Each model implements a specific mechanism from the complexity economics literature: the SFI stock market uses genetic algorithm evolution of forecasting rules; the Beer Game uses Sterman's empirically calibrated anchor-and-adjust heuristic; Boolean networks use Kauffman's random Boolean functions with the Derrida parameter; the punctuated equilibrium model combines Jain-Krishna autocatalytic networks with Bak-Sneppen extremal dynamics; the rigids-vs-flexibles model uses Harrington's tournament promotion; the Prisoner's Dilemma uses Axelrod's spatial evolutionary framework; Sugarscape follows Epstein & Axtell; technology evolution uses NK fitness landscapes; and the integrated economy links four sub-models through composite health and dependency cascades.
Parameter sweeps were designed to isolate the effect of a single variable at a time (mutation rate, population size, connectivity, delay length, environmental stability), with the baseline configuration representing default or empirically calibrated values. Experiments range from 50 to 500 ticks depending on the model's convergence characteristics, with 200 ticks as the most common duration.

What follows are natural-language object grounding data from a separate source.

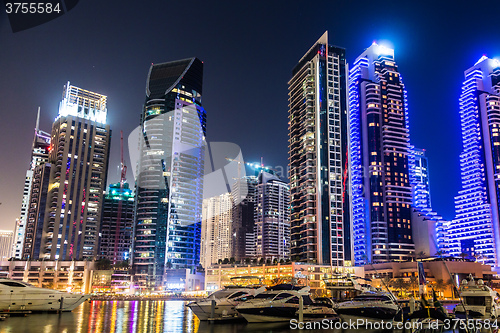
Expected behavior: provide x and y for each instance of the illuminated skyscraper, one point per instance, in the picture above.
(420, 180)
(117, 223)
(170, 170)
(318, 157)
(79, 153)
(216, 230)
(39, 156)
(475, 230)
(380, 152)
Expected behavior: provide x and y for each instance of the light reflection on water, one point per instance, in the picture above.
(132, 317)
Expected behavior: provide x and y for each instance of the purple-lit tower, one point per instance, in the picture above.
(380, 154)
(475, 231)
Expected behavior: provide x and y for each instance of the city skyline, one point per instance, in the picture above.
(305, 38)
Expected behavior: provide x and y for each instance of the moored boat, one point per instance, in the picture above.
(278, 304)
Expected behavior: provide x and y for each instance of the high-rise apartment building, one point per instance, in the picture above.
(39, 156)
(170, 170)
(243, 194)
(475, 231)
(117, 223)
(78, 158)
(318, 157)
(272, 218)
(216, 230)
(36, 212)
(380, 151)
(6, 239)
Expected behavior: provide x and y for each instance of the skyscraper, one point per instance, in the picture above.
(39, 156)
(170, 170)
(318, 156)
(272, 218)
(117, 223)
(243, 194)
(216, 229)
(475, 231)
(78, 158)
(6, 239)
(380, 149)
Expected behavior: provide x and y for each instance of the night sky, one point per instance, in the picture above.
(249, 49)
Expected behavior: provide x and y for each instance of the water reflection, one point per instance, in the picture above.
(130, 317)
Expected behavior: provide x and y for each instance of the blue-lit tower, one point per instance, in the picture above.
(379, 155)
(475, 230)
(170, 170)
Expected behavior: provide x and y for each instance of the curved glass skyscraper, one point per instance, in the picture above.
(170, 172)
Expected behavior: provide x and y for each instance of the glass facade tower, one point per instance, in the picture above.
(380, 153)
(318, 158)
(170, 170)
(475, 231)
(39, 156)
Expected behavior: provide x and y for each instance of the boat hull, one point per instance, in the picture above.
(42, 302)
(375, 314)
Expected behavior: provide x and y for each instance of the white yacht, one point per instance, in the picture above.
(278, 303)
(16, 295)
(225, 302)
(371, 306)
(481, 302)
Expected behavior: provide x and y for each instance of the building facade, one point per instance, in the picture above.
(380, 152)
(216, 230)
(39, 156)
(78, 158)
(475, 231)
(272, 218)
(61, 275)
(170, 170)
(117, 223)
(219, 276)
(318, 157)
(243, 193)
(6, 239)
(419, 178)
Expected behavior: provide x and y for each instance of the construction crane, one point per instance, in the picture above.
(123, 174)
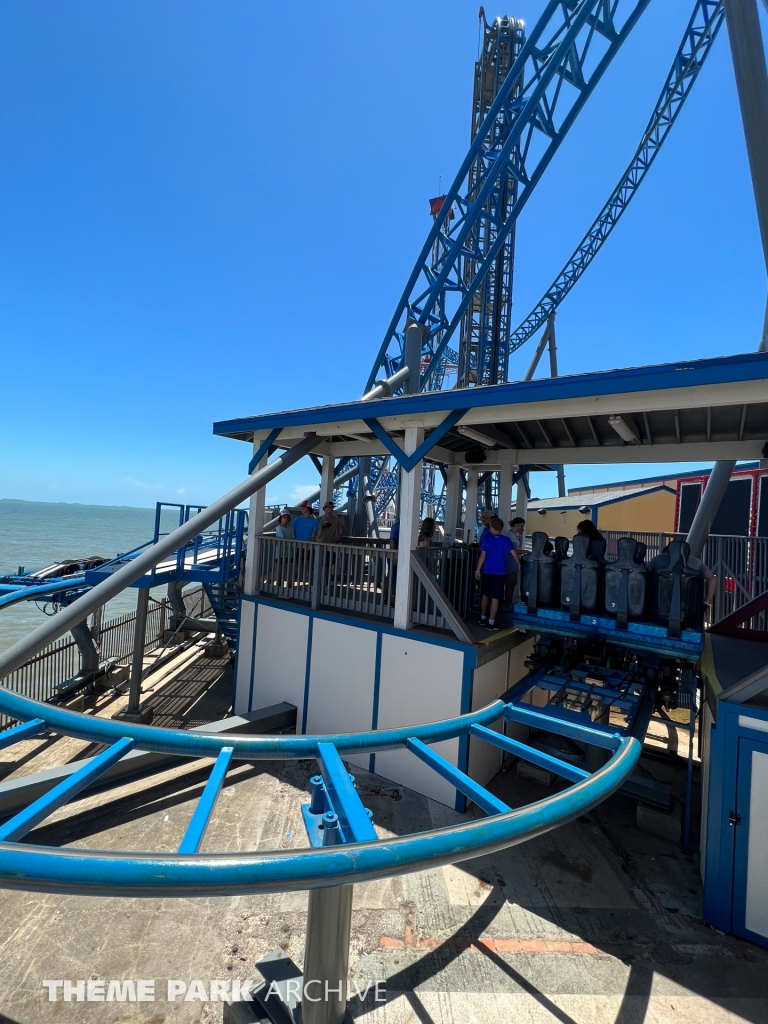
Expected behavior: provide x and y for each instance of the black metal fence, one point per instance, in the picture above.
(43, 675)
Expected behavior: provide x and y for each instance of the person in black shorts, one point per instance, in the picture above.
(492, 570)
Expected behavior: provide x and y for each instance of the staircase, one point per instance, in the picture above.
(223, 598)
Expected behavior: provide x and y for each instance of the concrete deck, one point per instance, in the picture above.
(597, 923)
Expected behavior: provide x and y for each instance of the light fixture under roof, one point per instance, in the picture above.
(475, 435)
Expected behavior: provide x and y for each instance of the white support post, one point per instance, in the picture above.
(505, 493)
(470, 518)
(410, 507)
(255, 527)
(453, 497)
(521, 502)
(327, 479)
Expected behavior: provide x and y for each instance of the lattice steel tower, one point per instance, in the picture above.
(483, 349)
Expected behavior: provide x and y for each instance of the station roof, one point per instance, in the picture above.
(677, 412)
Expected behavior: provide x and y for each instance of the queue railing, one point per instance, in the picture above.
(344, 577)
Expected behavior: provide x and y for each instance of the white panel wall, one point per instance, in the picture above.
(488, 682)
(420, 682)
(280, 664)
(245, 658)
(341, 681)
(757, 865)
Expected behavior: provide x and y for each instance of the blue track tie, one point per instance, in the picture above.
(552, 722)
(539, 758)
(470, 788)
(20, 823)
(353, 818)
(197, 827)
(25, 731)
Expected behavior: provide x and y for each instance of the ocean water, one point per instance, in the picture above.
(35, 534)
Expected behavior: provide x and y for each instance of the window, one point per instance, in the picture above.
(763, 507)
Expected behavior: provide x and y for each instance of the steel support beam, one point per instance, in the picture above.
(88, 653)
(329, 927)
(752, 83)
(57, 625)
(470, 515)
(410, 508)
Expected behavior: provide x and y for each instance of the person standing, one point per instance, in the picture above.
(492, 570)
(305, 525)
(330, 528)
(485, 516)
(284, 530)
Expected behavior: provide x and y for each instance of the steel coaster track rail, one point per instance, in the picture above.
(696, 44)
(360, 857)
(542, 95)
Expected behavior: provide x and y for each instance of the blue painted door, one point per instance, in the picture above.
(751, 861)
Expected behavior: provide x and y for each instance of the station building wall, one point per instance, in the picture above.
(346, 675)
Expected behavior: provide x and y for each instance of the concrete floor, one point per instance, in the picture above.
(597, 923)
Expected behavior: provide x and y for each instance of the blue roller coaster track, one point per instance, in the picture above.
(537, 103)
(699, 35)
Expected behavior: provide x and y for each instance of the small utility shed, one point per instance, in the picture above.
(354, 670)
(641, 508)
(734, 773)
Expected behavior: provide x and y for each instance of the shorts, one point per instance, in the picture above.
(493, 586)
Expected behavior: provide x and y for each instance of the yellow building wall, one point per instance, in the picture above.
(643, 512)
(629, 485)
(554, 522)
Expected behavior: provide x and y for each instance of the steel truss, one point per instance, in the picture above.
(694, 48)
(558, 67)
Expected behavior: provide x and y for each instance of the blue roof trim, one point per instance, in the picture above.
(691, 373)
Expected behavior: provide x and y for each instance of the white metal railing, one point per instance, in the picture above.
(344, 577)
(740, 564)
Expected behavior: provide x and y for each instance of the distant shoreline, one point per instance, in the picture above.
(82, 505)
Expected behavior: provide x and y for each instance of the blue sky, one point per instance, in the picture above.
(210, 210)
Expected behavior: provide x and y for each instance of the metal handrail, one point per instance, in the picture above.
(128, 573)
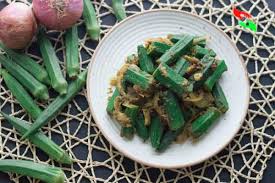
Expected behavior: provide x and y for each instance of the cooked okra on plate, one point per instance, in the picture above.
(168, 91)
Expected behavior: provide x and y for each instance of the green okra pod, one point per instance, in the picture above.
(156, 131)
(51, 61)
(40, 140)
(28, 64)
(181, 66)
(156, 49)
(21, 95)
(141, 129)
(211, 80)
(111, 101)
(168, 138)
(173, 111)
(39, 171)
(200, 52)
(198, 40)
(219, 98)
(36, 88)
(119, 9)
(92, 25)
(205, 121)
(145, 61)
(72, 60)
(177, 50)
(168, 77)
(57, 105)
(131, 112)
(200, 77)
(138, 77)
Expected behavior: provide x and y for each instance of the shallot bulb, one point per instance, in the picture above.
(58, 14)
(17, 25)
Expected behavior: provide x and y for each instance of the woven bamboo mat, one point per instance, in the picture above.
(243, 160)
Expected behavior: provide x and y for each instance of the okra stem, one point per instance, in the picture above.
(36, 88)
(40, 140)
(168, 77)
(141, 129)
(177, 50)
(173, 110)
(57, 105)
(111, 101)
(156, 131)
(119, 9)
(141, 78)
(145, 61)
(181, 66)
(21, 95)
(205, 121)
(28, 64)
(90, 19)
(219, 98)
(210, 82)
(72, 61)
(131, 111)
(157, 49)
(51, 61)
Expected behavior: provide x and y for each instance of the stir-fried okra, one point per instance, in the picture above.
(168, 90)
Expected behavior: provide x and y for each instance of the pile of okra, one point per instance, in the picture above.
(169, 89)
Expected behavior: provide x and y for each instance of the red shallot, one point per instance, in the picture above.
(17, 25)
(58, 14)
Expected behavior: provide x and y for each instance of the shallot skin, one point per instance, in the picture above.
(17, 25)
(58, 14)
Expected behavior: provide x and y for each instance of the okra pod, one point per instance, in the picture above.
(119, 9)
(177, 50)
(51, 61)
(21, 95)
(220, 69)
(57, 105)
(127, 132)
(172, 80)
(219, 98)
(200, 52)
(207, 58)
(156, 131)
(198, 40)
(200, 77)
(132, 59)
(168, 138)
(138, 77)
(131, 111)
(39, 171)
(72, 61)
(205, 121)
(173, 111)
(111, 101)
(141, 129)
(181, 66)
(145, 61)
(40, 140)
(28, 64)
(156, 49)
(36, 88)
(92, 25)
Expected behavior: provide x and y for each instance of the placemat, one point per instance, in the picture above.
(243, 160)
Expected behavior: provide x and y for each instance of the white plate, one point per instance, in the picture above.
(121, 41)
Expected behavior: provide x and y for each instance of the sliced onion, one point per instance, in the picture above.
(58, 14)
(17, 25)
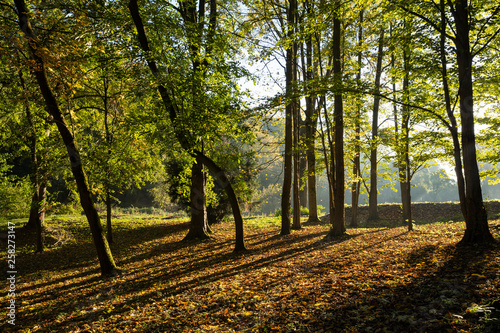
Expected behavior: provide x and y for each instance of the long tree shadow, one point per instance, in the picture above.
(438, 298)
(185, 276)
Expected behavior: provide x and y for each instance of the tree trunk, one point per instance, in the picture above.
(296, 162)
(179, 132)
(224, 182)
(107, 263)
(303, 165)
(338, 219)
(457, 152)
(311, 122)
(109, 230)
(356, 168)
(373, 194)
(476, 219)
(198, 227)
(289, 114)
(404, 151)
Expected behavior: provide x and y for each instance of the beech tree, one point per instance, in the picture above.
(459, 22)
(39, 71)
(200, 26)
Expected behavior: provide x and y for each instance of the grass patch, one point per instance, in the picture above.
(374, 280)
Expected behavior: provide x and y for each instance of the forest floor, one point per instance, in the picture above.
(376, 278)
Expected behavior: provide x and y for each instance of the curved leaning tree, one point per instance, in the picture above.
(192, 115)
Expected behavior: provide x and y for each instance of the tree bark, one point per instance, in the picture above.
(356, 168)
(199, 224)
(289, 121)
(338, 219)
(311, 122)
(453, 128)
(404, 151)
(373, 194)
(107, 263)
(476, 219)
(224, 182)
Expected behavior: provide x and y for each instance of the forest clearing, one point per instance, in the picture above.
(373, 279)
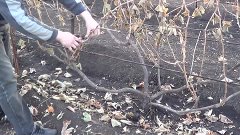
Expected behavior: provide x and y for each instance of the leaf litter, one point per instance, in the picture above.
(112, 112)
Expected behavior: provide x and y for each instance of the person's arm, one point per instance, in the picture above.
(77, 8)
(14, 14)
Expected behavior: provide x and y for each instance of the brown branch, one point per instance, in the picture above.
(91, 83)
(162, 92)
(178, 112)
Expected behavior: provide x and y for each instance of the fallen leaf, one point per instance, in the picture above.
(65, 129)
(227, 80)
(25, 88)
(33, 110)
(24, 73)
(108, 96)
(222, 132)
(44, 77)
(115, 123)
(71, 109)
(60, 115)
(32, 70)
(86, 117)
(105, 118)
(118, 115)
(43, 62)
(67, 75)
(127, 122)
(225, 119)
(50, 109)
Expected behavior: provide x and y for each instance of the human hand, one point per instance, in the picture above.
(68, 40)
(93, 28)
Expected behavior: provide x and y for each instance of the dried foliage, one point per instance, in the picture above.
(172, 29)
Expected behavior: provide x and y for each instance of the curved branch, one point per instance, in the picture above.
(178, 112)
(162, 92)
(91, 83)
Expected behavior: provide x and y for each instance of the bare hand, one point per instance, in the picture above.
(93, 28)
(68, 40)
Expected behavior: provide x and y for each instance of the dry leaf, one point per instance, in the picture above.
(24, 73)
(105, 118)
(67, 75)
(65, 129)
(33, 110)
(115, 123)
(50, 109)
(71, 109)
(225, 119)
(60, 115)
(44, 77)
(196, 13)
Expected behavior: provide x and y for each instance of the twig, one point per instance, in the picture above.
(178, 112)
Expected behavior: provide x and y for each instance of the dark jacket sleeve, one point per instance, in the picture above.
(12, 11)
(74, 6)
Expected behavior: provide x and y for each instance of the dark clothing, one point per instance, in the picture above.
(13, 13)
(10, 101)
(12, 104)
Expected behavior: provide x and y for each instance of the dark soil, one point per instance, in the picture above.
(115, 74)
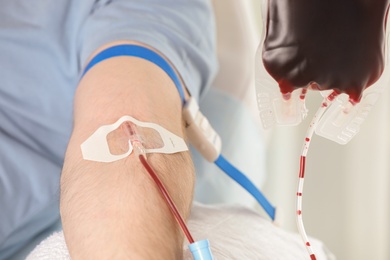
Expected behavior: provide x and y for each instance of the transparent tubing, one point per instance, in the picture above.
(309, 134)
(340, 123)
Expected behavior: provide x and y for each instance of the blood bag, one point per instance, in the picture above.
(330, 45)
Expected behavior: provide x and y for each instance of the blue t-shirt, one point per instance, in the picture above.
(43, 46)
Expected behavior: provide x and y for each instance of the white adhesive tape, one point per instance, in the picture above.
(96, 147)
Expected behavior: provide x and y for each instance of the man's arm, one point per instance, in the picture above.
(114, 210)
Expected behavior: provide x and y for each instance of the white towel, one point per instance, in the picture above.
(234, 233)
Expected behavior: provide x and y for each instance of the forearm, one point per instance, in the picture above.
(114, 210)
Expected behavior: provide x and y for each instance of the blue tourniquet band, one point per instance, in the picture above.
(139, 52)
(241, 179)
(149, 55)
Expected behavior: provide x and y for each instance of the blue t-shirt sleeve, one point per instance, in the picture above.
(182, 30)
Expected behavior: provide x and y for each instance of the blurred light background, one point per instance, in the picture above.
(347, 188)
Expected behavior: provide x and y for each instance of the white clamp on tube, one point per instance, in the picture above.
(340, 122)
(202, 136)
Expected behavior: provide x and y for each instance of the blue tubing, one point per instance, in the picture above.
(241, 179)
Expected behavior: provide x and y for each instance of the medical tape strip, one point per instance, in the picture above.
(147, 54)
(96, 147)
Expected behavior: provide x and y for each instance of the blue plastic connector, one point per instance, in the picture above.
(201, 250)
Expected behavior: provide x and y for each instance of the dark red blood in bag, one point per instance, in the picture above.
(338, 44)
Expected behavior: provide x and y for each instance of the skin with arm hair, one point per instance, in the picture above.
(114, 210)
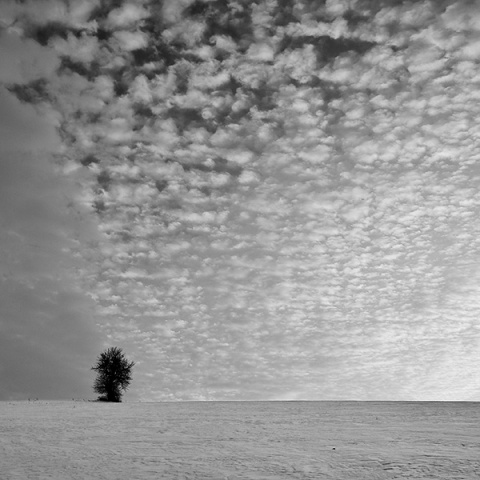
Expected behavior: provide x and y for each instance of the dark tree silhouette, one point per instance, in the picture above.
(114, 374)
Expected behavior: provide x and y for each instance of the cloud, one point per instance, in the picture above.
(287, 196)
(48, 332)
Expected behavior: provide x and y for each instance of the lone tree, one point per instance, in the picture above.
(114, 374)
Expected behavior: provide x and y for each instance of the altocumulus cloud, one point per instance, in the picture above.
(285, 193)
(48, 334)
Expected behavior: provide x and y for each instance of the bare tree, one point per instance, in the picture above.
(114, 374)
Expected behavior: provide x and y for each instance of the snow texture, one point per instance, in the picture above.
(239, 440)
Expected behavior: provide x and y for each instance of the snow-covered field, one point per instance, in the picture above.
(244, 440)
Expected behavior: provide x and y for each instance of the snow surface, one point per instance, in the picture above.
(239, 440)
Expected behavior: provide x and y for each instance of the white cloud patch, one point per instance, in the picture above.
(288, 198)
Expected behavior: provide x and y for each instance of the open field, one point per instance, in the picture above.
(244, 440)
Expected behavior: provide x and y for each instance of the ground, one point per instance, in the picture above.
(239, 440)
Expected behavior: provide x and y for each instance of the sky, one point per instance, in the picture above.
(256, 200)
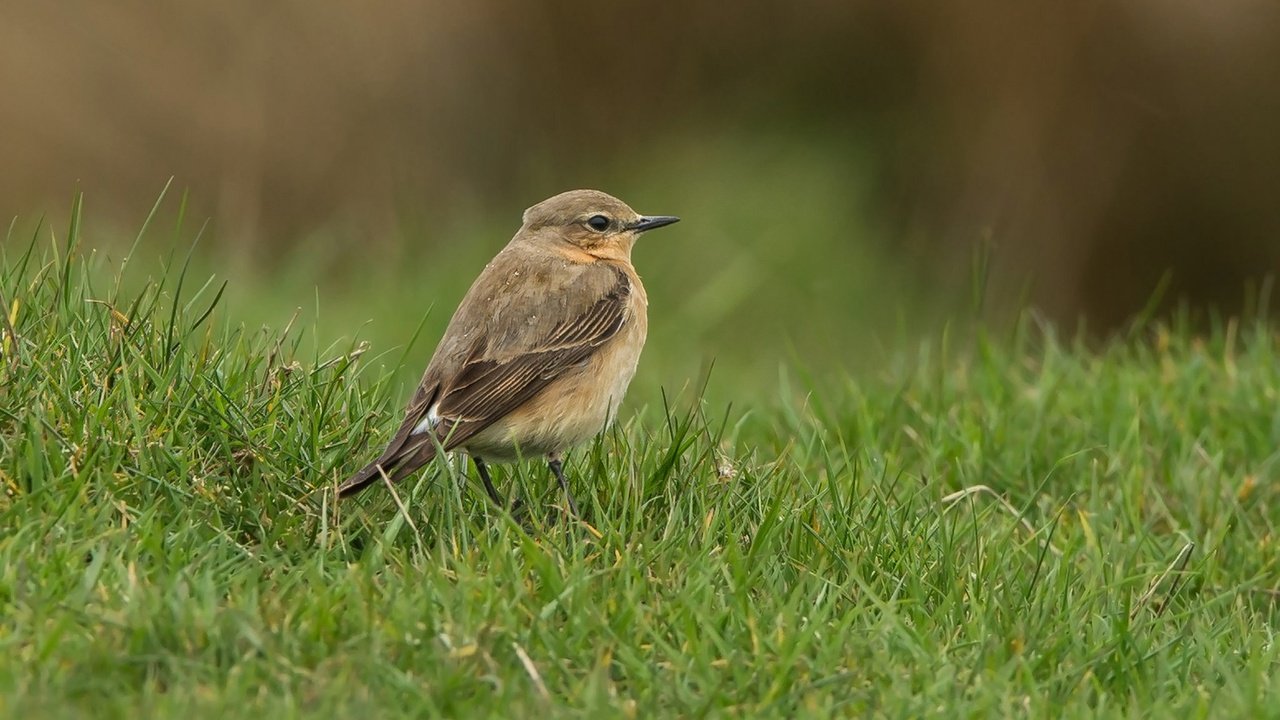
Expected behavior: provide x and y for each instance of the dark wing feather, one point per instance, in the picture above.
(487, 388)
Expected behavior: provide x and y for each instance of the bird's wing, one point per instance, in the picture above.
(496, 381)
(498, 352)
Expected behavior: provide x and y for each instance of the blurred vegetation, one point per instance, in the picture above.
(1093, 147)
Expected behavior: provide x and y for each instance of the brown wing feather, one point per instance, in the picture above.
(485, 388)
(488, 390)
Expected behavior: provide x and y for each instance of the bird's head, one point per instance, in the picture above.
(592, 222)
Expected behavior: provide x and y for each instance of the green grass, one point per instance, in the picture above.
(169, 543)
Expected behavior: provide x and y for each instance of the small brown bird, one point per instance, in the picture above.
(540, 351)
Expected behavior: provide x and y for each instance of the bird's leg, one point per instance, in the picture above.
(488, 483)
(553, 461)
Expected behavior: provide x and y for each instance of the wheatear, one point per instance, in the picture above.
(542, 349)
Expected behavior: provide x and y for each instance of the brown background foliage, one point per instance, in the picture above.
(1096, 144)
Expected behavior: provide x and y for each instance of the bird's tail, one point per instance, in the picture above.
(396, 464)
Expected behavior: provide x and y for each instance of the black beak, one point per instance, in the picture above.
(648, 223)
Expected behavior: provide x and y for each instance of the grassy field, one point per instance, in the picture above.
(992, 524)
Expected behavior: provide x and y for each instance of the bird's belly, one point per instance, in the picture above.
(568, 411)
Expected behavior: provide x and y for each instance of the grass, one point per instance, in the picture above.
(995, 525)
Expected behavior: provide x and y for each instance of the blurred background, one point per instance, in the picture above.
(844, 168)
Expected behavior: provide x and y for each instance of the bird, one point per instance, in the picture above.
(540, 350)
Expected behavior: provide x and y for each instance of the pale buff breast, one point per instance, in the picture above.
(576, 406)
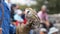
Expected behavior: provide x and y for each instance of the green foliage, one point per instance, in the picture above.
(53, 6)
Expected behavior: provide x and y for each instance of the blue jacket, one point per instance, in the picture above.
(6, 20)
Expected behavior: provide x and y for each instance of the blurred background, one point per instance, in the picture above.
(53, 5)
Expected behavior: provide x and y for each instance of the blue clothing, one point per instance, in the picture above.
(12, 29)
(6, 20)
(18, 18)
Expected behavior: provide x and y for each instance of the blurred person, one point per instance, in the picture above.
(18, 17)
(12, 29)
(5, 18)
(43, 16)
(13, 7)
(23, 17)
(8, 2)
(48, 29)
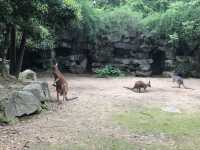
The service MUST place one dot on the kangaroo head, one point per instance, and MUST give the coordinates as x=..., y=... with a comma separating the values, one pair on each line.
x=149, y=84
x=55, y=67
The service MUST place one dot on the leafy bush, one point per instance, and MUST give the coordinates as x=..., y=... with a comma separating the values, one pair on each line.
x=107, y=71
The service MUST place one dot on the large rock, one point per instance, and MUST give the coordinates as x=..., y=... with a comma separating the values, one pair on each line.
x=40, y=90
x=73, y=63
x=20, y=103
x=27, y=75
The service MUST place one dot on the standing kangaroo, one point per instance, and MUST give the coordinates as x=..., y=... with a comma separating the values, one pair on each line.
x=178, y=80
x=60, y=83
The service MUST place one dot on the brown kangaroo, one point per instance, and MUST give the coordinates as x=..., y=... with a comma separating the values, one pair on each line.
x=60, y=83
x=138, y=85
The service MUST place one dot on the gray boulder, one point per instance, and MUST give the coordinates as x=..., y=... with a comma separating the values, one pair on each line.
x=20, y=103
x=40, y=90
x=27, y=75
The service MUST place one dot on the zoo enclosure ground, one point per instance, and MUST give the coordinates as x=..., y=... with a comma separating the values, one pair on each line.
x=90, y=115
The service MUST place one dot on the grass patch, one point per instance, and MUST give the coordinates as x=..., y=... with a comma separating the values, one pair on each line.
x=95, y=144
x=182, y=128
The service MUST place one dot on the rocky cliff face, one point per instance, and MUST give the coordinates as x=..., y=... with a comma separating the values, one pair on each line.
x=135, y=54
x=138, y=53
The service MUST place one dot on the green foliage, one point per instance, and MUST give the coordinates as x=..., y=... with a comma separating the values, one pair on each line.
x=107, y=71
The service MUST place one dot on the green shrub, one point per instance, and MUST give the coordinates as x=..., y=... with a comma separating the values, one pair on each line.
x=107, y=71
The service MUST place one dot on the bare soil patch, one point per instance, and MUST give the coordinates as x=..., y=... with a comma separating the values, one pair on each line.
x=90, y=115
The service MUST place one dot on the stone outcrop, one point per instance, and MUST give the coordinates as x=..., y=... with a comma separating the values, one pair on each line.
x=26, y=101
x=137, y=53
x=27, y=75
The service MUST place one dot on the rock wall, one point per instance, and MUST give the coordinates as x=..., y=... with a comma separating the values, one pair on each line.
x=135, y=54
x=138, y=53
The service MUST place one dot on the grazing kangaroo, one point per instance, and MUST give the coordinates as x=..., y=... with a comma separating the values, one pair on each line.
x=178, y=80
x=60, y=83
x=139, y=85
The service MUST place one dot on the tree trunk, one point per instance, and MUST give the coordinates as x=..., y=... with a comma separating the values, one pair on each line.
x=21, y=56
x=12, y=50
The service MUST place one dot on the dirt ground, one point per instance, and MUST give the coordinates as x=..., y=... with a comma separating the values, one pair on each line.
x=89, y=115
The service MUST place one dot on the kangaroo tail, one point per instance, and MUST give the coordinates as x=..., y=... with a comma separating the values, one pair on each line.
x=70, y=99
x=128, y=88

Empirical validation compares 23 simulation outputs against published measurements from peer-reviewed literature in finance, supply chain management, evolutionary biology, organizational science, and network theory. Match quality is assessed as Strong (within empirical range), Moderate (correct direction, approximate magnitude), or Weak (qualitative match only).